Wi-Fi support can indeed draw business. Mark Hedley, CTO at hotelier Wyndham International, based in Dallas, says his company is "most certainly taking conference business away from other hotels" thanks to the 802.11 connectivity in 148 of its properties.
Wireless provider Wayport ate the up-front capital costs, Hedley says. "You won't likely see much more of that in the wake of the dot-com demise. At the time, everyone expected a 20% consumption rate, but it's actually been more like 2% to 4%."
Unified roaming
The biggest challenge for users now is lack of unified roaming. Users must subscribe to individual wireless ISPs in each area they frequent, making it not only inconvenient but also difficult for the corporate network group to track usage and billing.
The industry is trying to standardize a settlement process through which carriers would sort out who gets paid when a customer roams from one service area to another.
In the meantime, aggregators and clearinghouses are stepping in. They partner with multiple wireless LAN service providers, aggregate the players' networks to create a merged footprint and put a common brand on the services.
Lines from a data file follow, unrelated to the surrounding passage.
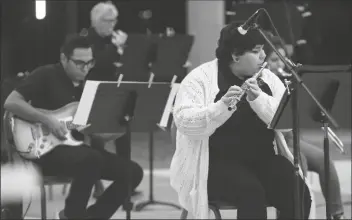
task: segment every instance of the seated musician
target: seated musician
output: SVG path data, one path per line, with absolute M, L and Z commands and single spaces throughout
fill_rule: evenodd
M 91 27 L 81 30 L 93 45 L 96 65 L 88 74 L 89 80 L 117 80 L 117 63 L 123 54 L 127 34 L 114 30 L 117 24 L 118 10 L 111 2 L 100 2 L 90 12 Z
M 63 44 L 60 62 L 35 69 L 8 96 L 4 108 L 20 118 L 44 124 L 58 138 L 64 139 L 65 127 L 57 118 L 37 108 L 56 110 L 79 101 L 82 82 L 93 66 L 89 40 L 74 35 Z M 111 218 L 127 197 L 129 174 L 126 167 L 131 169 L 132 189 L 140 184 L 143 177 L 143 170 L 135 162 L 86 144 L 74 147 L 59 145 L 33 162 L 42 169 L 44 176 L 73 179 L 60 219 Z M 93 185 L 100 179 L 113 182 L 95 204 L 87 208 Z
M 257 31 L 241 35 L 229 24 L 221 30 L 217 59 L 195 68 L 180 85 L 170 178 L 194 218 L 209 217 L 208 200 L 235 205 L 238 219 L 266 219 L 267 206 L 278 209 L 280 219 L 294 218 L 294 166 L 275 153 L 276 133 L 267 128 L 285 87 L 268 69 L 258 81 L 251 78 L 264 62 L 264 43 Z M 307 219 L 311 194 L 302 177 L 299 185 Z

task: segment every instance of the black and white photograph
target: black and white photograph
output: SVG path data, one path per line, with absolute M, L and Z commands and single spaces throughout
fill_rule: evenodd
M 352 218 L 352 1 L 0 3 L 1 219 Z

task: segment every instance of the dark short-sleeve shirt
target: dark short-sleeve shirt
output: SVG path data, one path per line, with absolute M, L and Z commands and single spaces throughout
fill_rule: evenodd
M 88 80 L 115 81 L 117 80 L 115 62 L 120 60 L 117 47 L 111 43 L 111 36 L 101 37 L 94 28 L 83 29 L 81 34 L 87 35 L 93 46 L 95 66 L 87 76 Z
M 61 64 L 50 64 L 35 69 L 15 90 L 36 108 L 56 110 L 79 101 L 81 85 L 74 86 Z

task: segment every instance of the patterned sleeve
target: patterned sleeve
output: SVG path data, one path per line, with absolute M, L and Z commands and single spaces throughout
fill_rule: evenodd
M 200 69 L 189 73 L 182 81 L 176 96 L 173 116 L 177 129 L 189 136 L 210 136 L 226 121 L 227 106 L 219 100 L 206 105 L 209 82 L 203 80 Z
M 261 92 L 255 100 L 249 101 L 249 104 L 262 121 L 270 124 L 285 92 L 285 86 L 279 77 L 267 69 L 263 71 L 263 80 L 270 87 L 272 96 Z

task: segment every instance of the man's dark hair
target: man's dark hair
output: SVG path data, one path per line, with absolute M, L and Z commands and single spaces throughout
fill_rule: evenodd
M 66 57 L 71 57 L 73 51 L 77 48 L 92 48 L 92 44 L 87 36 L 79 34 L 69 35 L 61 46 L 60 52 L 65 54 Z
M 256 45 L 264 45 L 265 39 L 257 30 L 248 30 L 247 34 L 241 35 L 237 28 L 239 23 L 232 22 L 226 25 L 220 32 L 218 47 L 216 48 L 216 58 L 222 63 L 232 61 L 232 54 L 243 55 L 245 52 L 253 50 Z

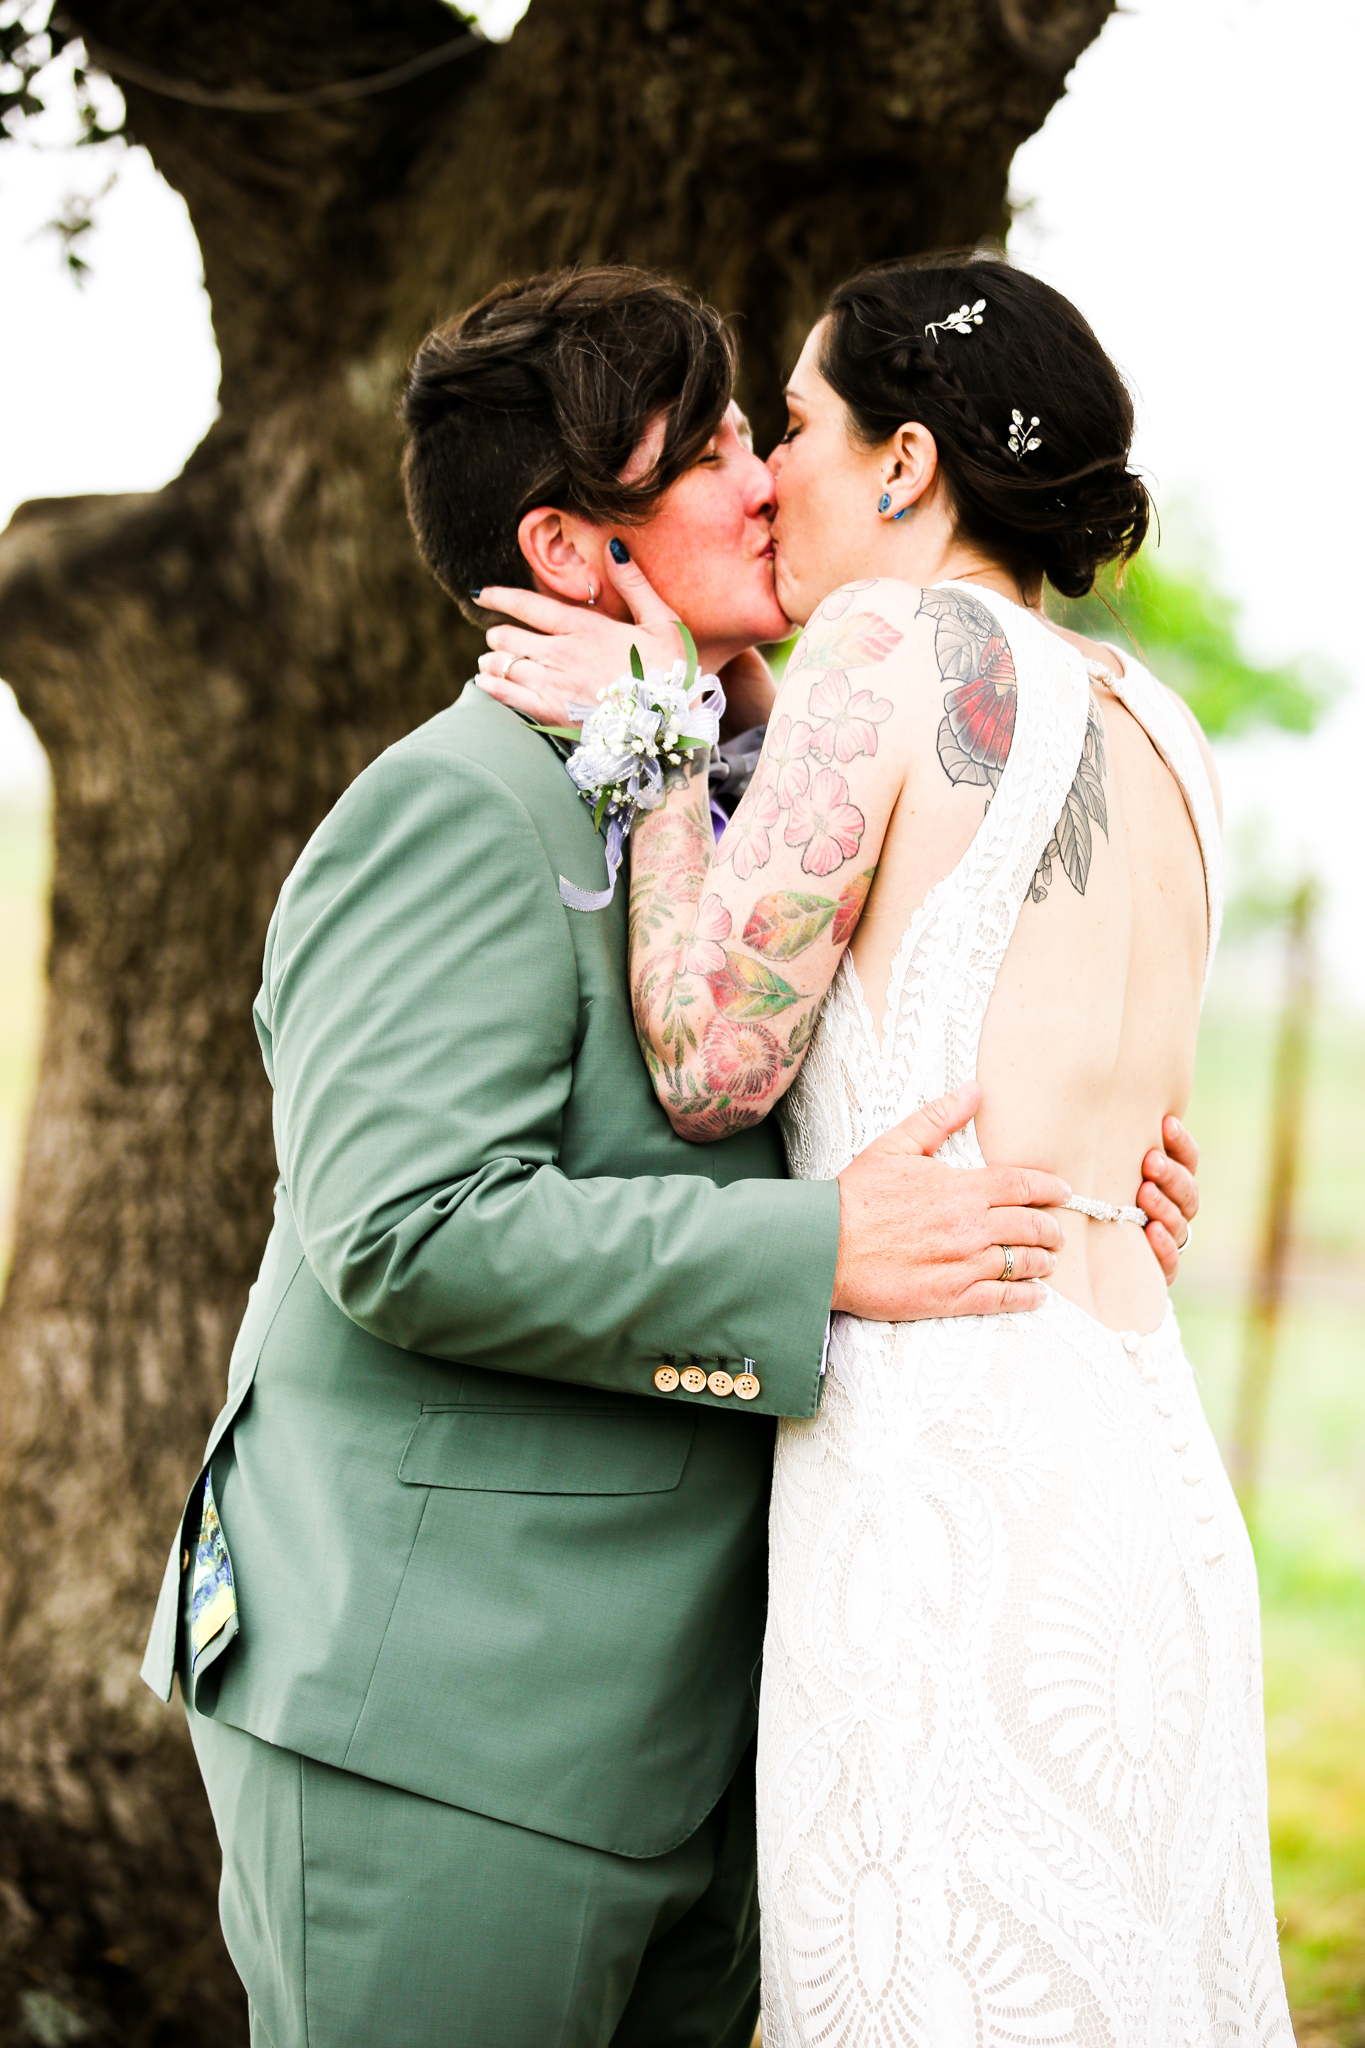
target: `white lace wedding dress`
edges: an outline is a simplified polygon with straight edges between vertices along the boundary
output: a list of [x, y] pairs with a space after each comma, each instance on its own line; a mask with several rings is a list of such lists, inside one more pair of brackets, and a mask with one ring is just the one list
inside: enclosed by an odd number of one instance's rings
[[[880, 1043], [849, 958], [835, 976], [784, 1110], [803, 1177], [974, 1074], [1076, 772], [1085, 663], [971, 595], [1014, 654], [1009, 759], [905, 934]], [[1125, 659], [1105, 679], [1184, 791], [1212, 955], [1208, 780]], [[981, 1165], [974, 1128], [940, 1156]], [[773, 1486], [765, 2048], [1291, 2043], [1264, 1756], [1251, 1546], [1169, 1308], [1150, 1336], [1056, 1293], [1012, 1317], [836, 1317]]]

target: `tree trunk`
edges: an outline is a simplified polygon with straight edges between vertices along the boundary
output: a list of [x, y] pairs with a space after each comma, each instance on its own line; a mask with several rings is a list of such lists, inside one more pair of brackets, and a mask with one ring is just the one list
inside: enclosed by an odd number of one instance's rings
[[[535, 0], [339, 105], [128, 80], [185, 196], [222, 415], [146, 496], [21, 508], [0, 668], [52, 763], [47, 1035], [0, 1312], [0, 2041], [245, 2039], [178, 1710], [137, 1676], [270, 1213], [251, 1027], [309, 832], [475, 647], [420, 570], [394, 399], [436, 318], [576, 259], [741, 316], [747, 403], [858, 263], [998, 236], [1112, 0]], [[439, 0], [80, 0], [92, 57], [301, 92], [449, 41]]]

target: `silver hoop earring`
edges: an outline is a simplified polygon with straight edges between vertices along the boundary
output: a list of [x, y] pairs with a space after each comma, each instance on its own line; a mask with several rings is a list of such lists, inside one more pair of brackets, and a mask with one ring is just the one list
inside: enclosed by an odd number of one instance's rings
[[592, 587], [592, 578], [591, 578], [591, 576], [589, 576], [589, 578], [588, 578], [588, 603], [589, 603], [589, 604], [596, 604], [596, 602], [597, 602], [597, 592], [596, 592], [596, 591], [595, 591], [595, 590], [593, 589], [593, 587]]
[[890, 491], [883, 491], [883, 492], [882, 492], [882, 494], [881, 494], [880, 498], [878, 498], [878, 500], [877, 500], [877, 510], [878, 510], [879, 512], [889, 512], [889, 511], [891, 510], [891, 493], [890, 493]]
[[[900, 509], [900, 511], [899, 511], [899, 512], [898, 512], [898, 513], [896, 514], [896, 519], [904, 519], [904, 517], [905, 517], [906, 513], [907, 513], [907, 512], [913, 512], [913, 511], [914, 511], [914, 509], [915, 509], [915, 508], [914, 508], [914, 506], [913, 506], [913, 505], [902, 505], [902, 506], [901, 506], [901, 509]], [[896, 523], [896, 520], [895, 520], [895, 519], [893, 519], [893, 520], [892, 520], [892, 522], [891, 522], [891, 524], [892, 524], [892, 525], [894, 526], [894, 525], [895, 525], [895, 523]]]

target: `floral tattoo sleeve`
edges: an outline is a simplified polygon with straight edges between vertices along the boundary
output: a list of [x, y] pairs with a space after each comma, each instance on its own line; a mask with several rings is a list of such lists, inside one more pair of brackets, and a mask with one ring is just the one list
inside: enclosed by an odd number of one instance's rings
[[895, 797], [877, 671], [903, 636], [859, 609], [872, 587], [811, 620], [719, 846], [704, 755], [632, 836], [636, 1029], [660, 1101], [699, 1142], [757, 1123], [790, 1084], [876, 872]]

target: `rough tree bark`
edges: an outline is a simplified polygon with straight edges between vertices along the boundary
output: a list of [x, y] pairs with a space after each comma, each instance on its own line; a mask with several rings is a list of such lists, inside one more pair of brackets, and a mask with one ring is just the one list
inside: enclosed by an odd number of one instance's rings
[[[0, 540], [0, 672], [57, 835], [0, 1317], [0, 2040], [245, 2038], [184, 1726], [137, 1666], [268, 1227], [272, 903], [471, 665], [403, 522], [406, 352], [508, 274], [659, 264], [741, 316], [766, 444], [836, 278], [1003, 231], [1010, 159], [1112, 4], [534, 0], [506, 47], [351, 104], [127, 84], [199, 236], [222, 414], [165, 490], [28, 505]], [[115, 71], [276, 91], [458, 29], [439, 0], [71, 12]]]

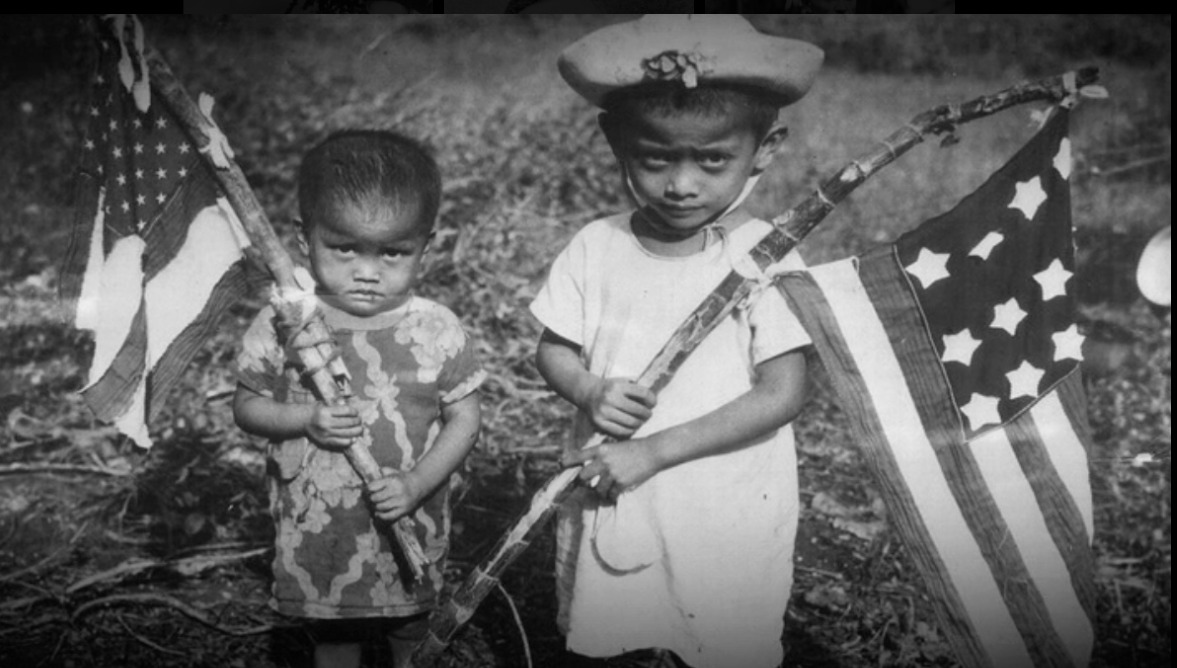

Wireless ISP aggregator Boingo, which launched its services in January, is "partnering with every Wi-Fi [wireless] ISP we can find to build out our network," says Christian Gunning, director of product management. "It is cost-prohibitive for a single carrier to be ubiquitous. But having a patchwork of [Wi-Fi] locations and different ways to authenticate themselves and log on is confusing and difficult for users."
Longtime IP remote-access players iPass and Gric - which aggregate and broker worldwide dial-up IP services - also have begun expanding their services to include wireless LAN offerings.
And where are the traditional carriers, ISPs and mobile network operators in all this? They're remaining mum, for the most part.
Even VoiceStream, the company that purchased MobileStar's assets, will only say that the 500 Starbucks stores and American Airlines Admirals Clubs that MobileStar serves remain connected - for now. A spokeswoman says it is too early to predict where VoiceStream will take its public Wi-Fi business next.
But word on the street is the big-name traditional carriers - including the likes of AT&T, WorldCom and Sprint - have something up their sleeves.
Wireless LAN equipment supplier Cisco says all the major carriers are looking at delivering wireless ISP services.
"We haven't announced formal relationships with any, but we are working with them all," says Kristine Stewart, director of market development in Cisco's worldwide marketing group.
That's one hint that, before you know it, your company's user population will be chanting for Wi-Fi support.